The New York State Legislature on Tuesday night passed the Reproductive Health Act (“RHA”), which legalized abortion in New York State up to the moment of birth. Governor Andrew Cuomo quickly signed the bill into law, hailing it as a triumph for “reproductive freedom.” Then the governor ordered the spire of New York City’s Freedom Tower be lit up pink in celebration.

New York’s Catholic bishops denounced the new law. New York City Archbishop Timothy Dolan released a statement signed by all of the state bishops asking, “This is progressive?” Sternly worded condemnations are fine as far as they go, but not nearly far enough in this instance. Either Bishop Edward Scharfenberger of the Diocese of Albany—the location of Governor Cuomo’s canonical crimes—or Cardinal Dolan of New York—where Cuomo is probably canonically domiciled—should solemnly excommunicate the governor for his enthusiastic support of this monstrous law.

The RHA strips abortion from the penal code, permits non-doctors to perform abortions, and makes abortion legal on-demand for the first 24 weeks of a woman’s pregnancy; abortions are permissible after 24 weeks, but only if they are “necessary” to protect a mother’s life or health. The RHA does not define “health,” though it certainly has an expansive meaning since the very broad definition from Doe v. Bolton (1973), the companion case to Roe, is likely what the “progressive” New York legislators intended to codify.

The effective outcome is that a baby can be shot through with poison or hacked apart by forceps a moment before the child is born. That should horrify any sane, moral person. And yet, after the RHA passed, the New York lawmakers were seen smiling and clapping with glee in celebration—a display of utter barbarism and depravity that shocks the conscience.

Bishop Scharfenberger writes in a statement condemning the RHA that we must “support the lives of all, especially the voiceless, the most vulnerable and marginalized.” He goes on: “Let’s not bequeath to our children a culture of death, but together build a more humane society for the lives of all of our fellow citizens.”

“Mr. Cuomo,” the bishop concludes, “do not build this Death Star.”

Cardinal Dolan also joined his voice to the bishop’s, noting the illogic at the heart of a concept of “progress” that celebrates the slaughter of the tiniest and most innocent among us: “For a genuine progressive, all human life deserves dignity, respect, care, and protection, no matter what stage, from the womb to the tomb. No exceptions! The more vulnerable, threatened, or fragile, the more dignity, respect, care, and protection life requires” (emphasis in original).

Both statements are necessary and demonstrate morally clear thinking on the part of both men, which is admirable in these topsy turvy times. But pointed press statements without action in this case are empty. They need to take swift and decisive action. They have real power and they ought to use it.

One or both of these men has real authority to punish Cuomo, a heretic if ever there was one, for the grievous scandal he is causing.
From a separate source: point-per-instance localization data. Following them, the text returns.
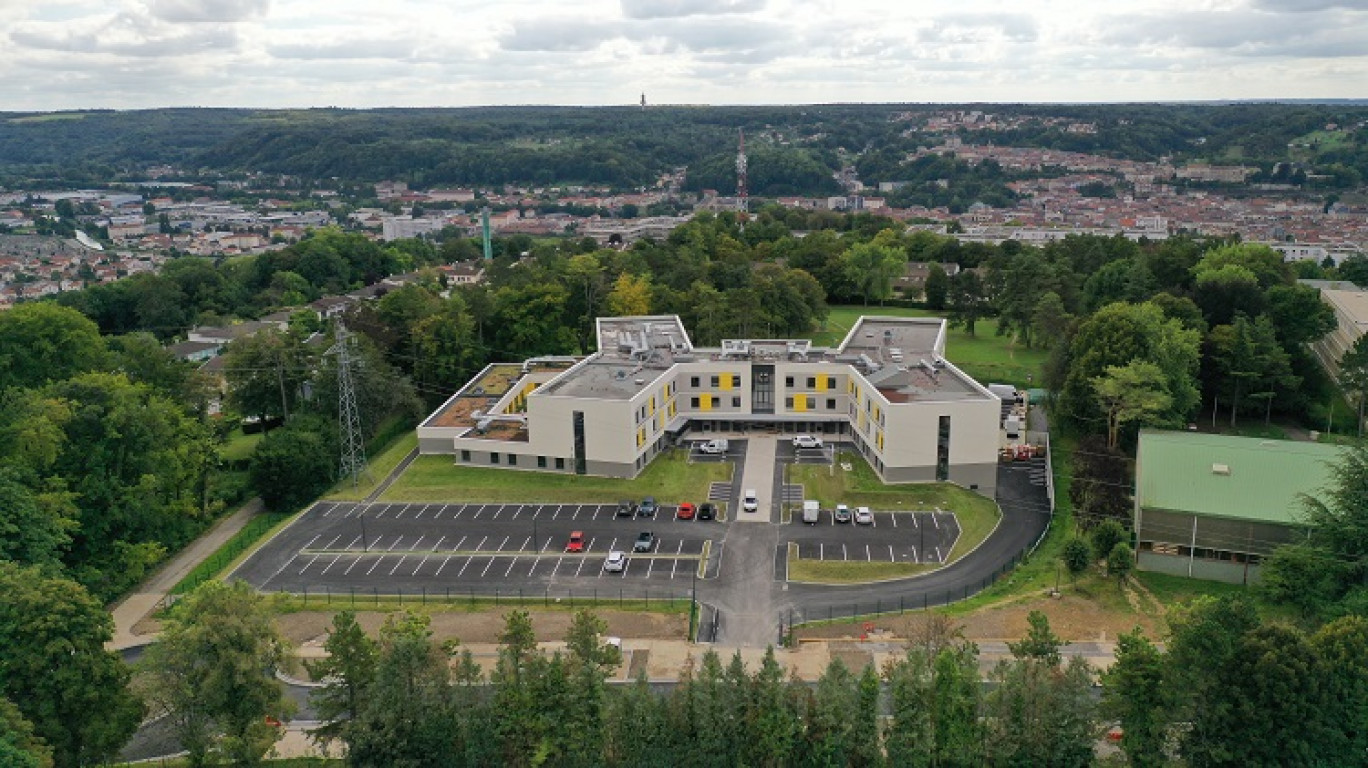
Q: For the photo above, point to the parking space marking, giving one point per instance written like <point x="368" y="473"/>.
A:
<point x="448" y="559"/>
<point x="467" y="566"/>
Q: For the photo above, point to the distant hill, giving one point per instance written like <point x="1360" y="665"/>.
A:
<point x="794" y="149"/>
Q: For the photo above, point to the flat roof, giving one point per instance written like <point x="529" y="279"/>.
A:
<point x="1241" y="478"/>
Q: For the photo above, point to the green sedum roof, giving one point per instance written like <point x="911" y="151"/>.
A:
<point x="1178" y="471"/>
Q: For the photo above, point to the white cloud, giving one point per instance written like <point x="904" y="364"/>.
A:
<point x="71" y="54"/>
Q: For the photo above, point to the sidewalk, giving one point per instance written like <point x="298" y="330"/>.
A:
<point x="152" y="592"/>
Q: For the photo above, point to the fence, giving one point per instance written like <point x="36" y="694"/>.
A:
<point x="348" y="597"/>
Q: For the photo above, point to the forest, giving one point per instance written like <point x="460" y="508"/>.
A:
<point x="111" y="457"/>
<point x="794" y="149"/>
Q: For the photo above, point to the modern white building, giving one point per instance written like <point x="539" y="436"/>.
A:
<point x="887" y="389"/>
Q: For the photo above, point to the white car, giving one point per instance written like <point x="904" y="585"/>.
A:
<point x="750" y="503"/>
<point x="616" y="561"/>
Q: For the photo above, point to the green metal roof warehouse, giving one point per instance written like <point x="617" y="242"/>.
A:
<point x="1214" y="507"/>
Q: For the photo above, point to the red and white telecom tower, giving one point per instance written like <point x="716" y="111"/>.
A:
<point x="742" y="195"/>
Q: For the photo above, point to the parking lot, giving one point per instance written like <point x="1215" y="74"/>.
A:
<point x="482" y="546"/>
<point x="893" y="537"/>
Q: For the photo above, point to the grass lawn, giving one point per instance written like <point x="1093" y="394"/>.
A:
<point x="669" y="478"/>
<point x="376" y="470"/>
<point x="985" y="355"/>
<point x="861" y="486"/>
<point x="238" y="446"/>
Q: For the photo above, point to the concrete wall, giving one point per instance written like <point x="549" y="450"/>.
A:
<point x="1199" y="568"/>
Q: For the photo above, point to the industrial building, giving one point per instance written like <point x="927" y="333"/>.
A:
<point x="887" y="389"/>
<point x="1214" y="507"/>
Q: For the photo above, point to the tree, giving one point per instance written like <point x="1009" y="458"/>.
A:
<point x="1077" y="556"/>
<point x="266" y="374"/>
<point x="1121" y="560"/>
<point x="212" y="674"/>
<point x="293" y="466"/>
<point x="1132" y="394"/>
<point x="346" y="674"/>
<point x="44" y="342"/>
<point x="56" y="670"/>
<point x="936" y="288"/>
<point x="873" y="267"/>
<point x="631" y="296"/>
<point x="406" y="718"/>
<point x="1134" y="694"/>
<point x="1353" y="374"/>
<point x="967" y="301"/>
<point x="19" y="748"/>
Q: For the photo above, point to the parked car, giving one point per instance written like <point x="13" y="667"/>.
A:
<point x="576" y="542"/>
<point x="713" y="446"/>
<point x="616" y="561"/>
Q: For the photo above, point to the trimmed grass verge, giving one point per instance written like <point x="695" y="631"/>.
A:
<point x="449" y="601"/>
<point x="851" y="572"/>
<point x="669" y="478"/>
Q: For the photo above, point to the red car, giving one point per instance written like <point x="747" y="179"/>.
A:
<point x="576" y="542"/>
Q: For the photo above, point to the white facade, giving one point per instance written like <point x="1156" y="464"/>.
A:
<point x="887" y="390"/>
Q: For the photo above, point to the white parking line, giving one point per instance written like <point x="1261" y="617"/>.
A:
<point x="464" y="567"/>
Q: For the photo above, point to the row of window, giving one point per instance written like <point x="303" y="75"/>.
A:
<point x="512" y="460"/>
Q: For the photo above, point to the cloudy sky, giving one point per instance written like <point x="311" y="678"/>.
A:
<point x="130" y="54"/>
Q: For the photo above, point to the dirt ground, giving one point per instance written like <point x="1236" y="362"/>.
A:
<point x="311" y="627"/>
<point x="1071" y="616"/>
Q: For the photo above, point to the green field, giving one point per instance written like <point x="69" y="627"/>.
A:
<point x="977" y="515"/>
<point x="987" y="356"/>
<point x="669" y="478"/>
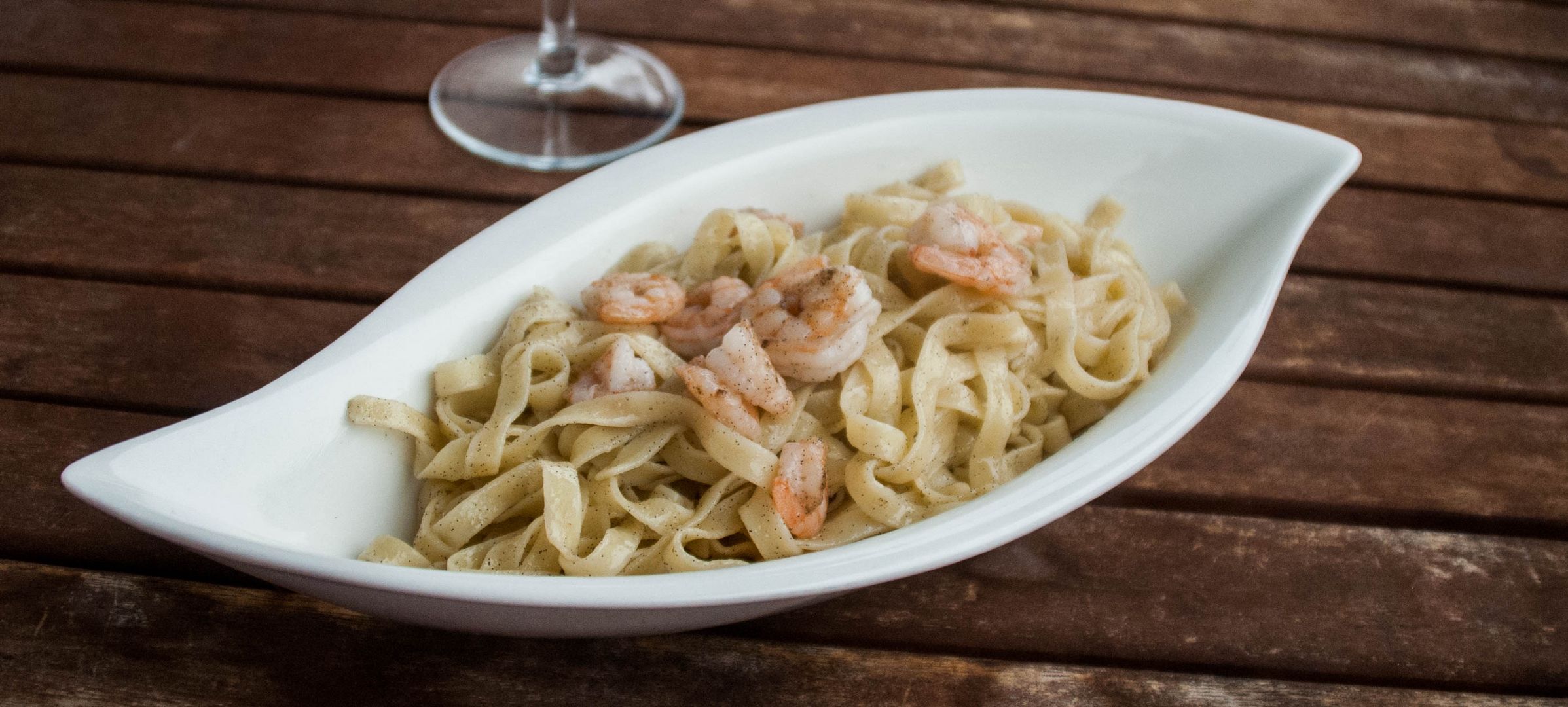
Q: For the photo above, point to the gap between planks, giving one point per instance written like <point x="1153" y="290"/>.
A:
<point x="437" y="664"/>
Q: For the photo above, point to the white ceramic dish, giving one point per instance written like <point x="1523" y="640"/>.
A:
<point x="281" y="486"/>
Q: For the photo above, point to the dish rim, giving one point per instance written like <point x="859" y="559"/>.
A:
<point x="856" y="565"/>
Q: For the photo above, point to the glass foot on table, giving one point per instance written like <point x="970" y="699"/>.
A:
<point x="610" y="100"/>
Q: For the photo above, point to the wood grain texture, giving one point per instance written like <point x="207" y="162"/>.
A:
<point x="1503" y="27"/>
<point x="96" y="638"/>
<point x="363" y="245"/>
<point x="397" y="58"/>
<point x="380" y="145"/>
<point x="1387" y="234"/>
<point x="45" y="522"/>
<point x="66" y="338"/>
<point x="1076" y="45"/>
<point x="1178" y="589"/>
<point x="1423" y="339"/>
<point x="244" y="236"/>
<point x="1376" y="457"/>
<point x="154" y="347"/>
<point x="1272" y="449"/>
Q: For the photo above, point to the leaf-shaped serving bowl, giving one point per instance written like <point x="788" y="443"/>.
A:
<point x="281" y="486"/>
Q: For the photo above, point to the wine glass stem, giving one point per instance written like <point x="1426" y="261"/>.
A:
<point x="558" y="57"/>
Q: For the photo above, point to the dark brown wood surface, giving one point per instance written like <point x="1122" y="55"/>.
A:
<point x="196" y="196"/>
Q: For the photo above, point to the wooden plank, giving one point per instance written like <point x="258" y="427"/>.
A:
<point x="1437" y="239"/>
<point x="104" y="638"/>
<point x="68" y="338"/>
<point x="1178" y="589"/>
<point x="1503" y="27"/>
<point x="1371" y="457"/>
<point x="45" y="522"/>
<point x="397" y="58"/>
<point x="247" y="134"/>
<point x="154" y="347"/>
<point x="227" y="234"/>
<point x="1266" y="449"/>
<point x="1087" y="46"/>
<point x="1423" y="339"/>
<point x="364" y="247"/>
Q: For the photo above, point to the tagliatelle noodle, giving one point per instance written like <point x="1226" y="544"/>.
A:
<point x="955" y="394"/>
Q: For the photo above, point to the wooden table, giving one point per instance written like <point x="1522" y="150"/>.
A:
<point x="196" y="196"/>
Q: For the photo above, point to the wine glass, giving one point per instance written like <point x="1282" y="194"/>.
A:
<point x="556" y="100"/>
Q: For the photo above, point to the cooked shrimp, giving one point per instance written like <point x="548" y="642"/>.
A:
<point x="744" y="366"/>
<point x="735" y="380"/>
<point x="617" y="372"/>
<point x="952" y="242"/>
<point x="720" y="402"/>
<point x="712" y="308"/>
<point x="800" y="493"/>
<point x="634" y="299"/>
<point x="812" y="319"/>
<point x="799" y="228"/>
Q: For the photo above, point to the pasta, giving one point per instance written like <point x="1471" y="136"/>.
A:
<point x="941" y="367"/>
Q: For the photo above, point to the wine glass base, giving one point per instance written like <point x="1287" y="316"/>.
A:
<point x="494" y="102"/>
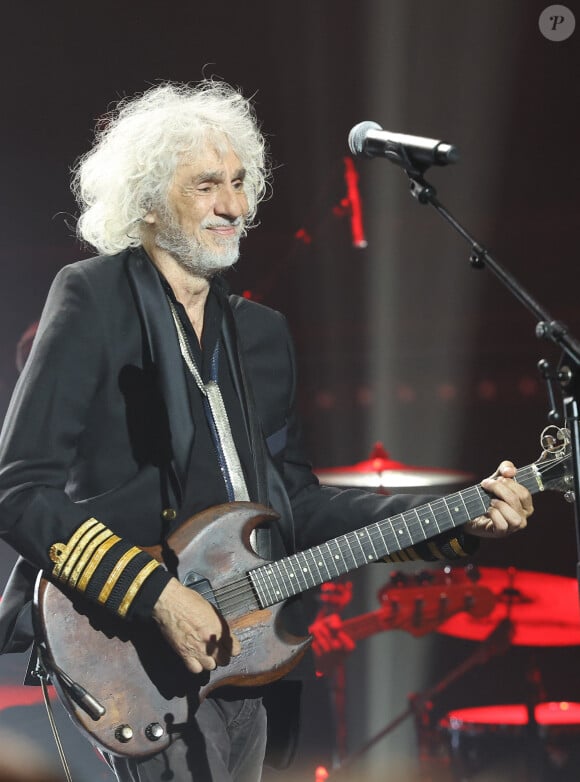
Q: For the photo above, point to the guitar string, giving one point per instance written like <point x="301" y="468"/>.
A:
<point x="232" y="595"/>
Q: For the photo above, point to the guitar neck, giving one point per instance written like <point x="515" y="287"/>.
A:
<point x="277" y="581"/>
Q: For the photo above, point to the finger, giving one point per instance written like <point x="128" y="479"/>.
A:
<point x="507" y="490"/>
<point x="506" y="469"/>
<point x="512" y="518"/>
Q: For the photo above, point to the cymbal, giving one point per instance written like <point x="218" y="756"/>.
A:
<point x="380" y="471"/>
<point x="543" y="608"/>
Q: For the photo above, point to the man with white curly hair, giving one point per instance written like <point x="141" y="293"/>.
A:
<point x="150" y="395"/>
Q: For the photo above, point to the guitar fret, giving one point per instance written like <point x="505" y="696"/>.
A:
<point x="374" y="555"/>
<point x="256" y="579"/>
<point x="340" y="554"/>
<point x="362" y="536"/>
<point x="315" y="563"/>
<point x="290" y="584"/>
<point x="332" y="559"/>
<point x="306" y="570"/>
<point x="267" y="573"/>
<point x="312" y="567"/>
<point x="477" y="502"/>
<point x="345" y="538"/>
<point x="422" y="523"/>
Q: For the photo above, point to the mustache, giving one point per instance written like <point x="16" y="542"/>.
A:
<point x="238" y="222"/>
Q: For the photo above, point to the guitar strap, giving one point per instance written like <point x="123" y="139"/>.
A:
<point x="252" y="422"/>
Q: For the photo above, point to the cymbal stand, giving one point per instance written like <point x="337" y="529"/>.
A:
<point x="420" y="704"/>
<point x="567" y="373"/>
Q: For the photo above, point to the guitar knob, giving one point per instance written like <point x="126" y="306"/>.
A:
<point x="154" y="731"/>
<point x="124" y="733"/>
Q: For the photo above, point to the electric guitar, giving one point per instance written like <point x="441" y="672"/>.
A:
<point x="142" y="689"/>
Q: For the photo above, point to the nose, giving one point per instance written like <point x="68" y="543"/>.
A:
<point x="230" y="202"/>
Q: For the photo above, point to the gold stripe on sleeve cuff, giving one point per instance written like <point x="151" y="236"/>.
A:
<point x="95" y="562"/>
<point x="116" y="573"/>
<point x="87" y="554"/>
<point x="136" y="585"/>
<point x="61" y="552"/>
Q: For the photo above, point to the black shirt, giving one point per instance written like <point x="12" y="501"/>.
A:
<point x="205" y="485"/>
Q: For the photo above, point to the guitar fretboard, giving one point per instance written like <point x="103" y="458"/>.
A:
<point x="293" y="575"/>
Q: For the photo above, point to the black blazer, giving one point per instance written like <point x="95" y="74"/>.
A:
<point x="99" y="424"/>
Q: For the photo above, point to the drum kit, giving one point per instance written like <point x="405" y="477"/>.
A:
<point x="520" y="742"/>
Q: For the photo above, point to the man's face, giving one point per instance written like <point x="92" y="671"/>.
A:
<point x="203" y="221"/>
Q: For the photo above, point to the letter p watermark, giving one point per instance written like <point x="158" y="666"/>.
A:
<point x="556" y="22"/>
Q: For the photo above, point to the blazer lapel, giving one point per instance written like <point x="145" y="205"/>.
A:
<point x="164" y="357"/>
<point x="244" y="391"/>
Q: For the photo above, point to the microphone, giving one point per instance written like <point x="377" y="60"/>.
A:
<point x="368" y="139"/>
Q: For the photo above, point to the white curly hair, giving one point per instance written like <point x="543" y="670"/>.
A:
<point x="138" y="146"/>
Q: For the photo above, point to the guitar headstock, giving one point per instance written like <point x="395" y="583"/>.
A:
<point x="554" y="465"/>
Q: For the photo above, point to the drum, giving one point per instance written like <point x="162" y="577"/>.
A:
<point x="514" y="743"/>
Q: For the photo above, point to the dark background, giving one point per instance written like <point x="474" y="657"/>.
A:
<point x="401" y="342"/>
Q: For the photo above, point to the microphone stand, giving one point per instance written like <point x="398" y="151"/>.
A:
<point x="567" y="374"/>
The Church is not just a spiritual haven; she is inescapably a political actor, too, and the episcopacy needs to stop letting enemies of the Church remain at home within her, subverting her mission and redefining her in a way antithetical to her true purpose which is to convert the world to Christ. Bishop Scharfenberger and Cardinal Dolan are not mere pundits who must be content to fling rhetorical arrows at a shameless, immoral man like Cuomo. Instead, they, princes of the Church, can exercise the authority of their high offices and defend her from evil—and they should.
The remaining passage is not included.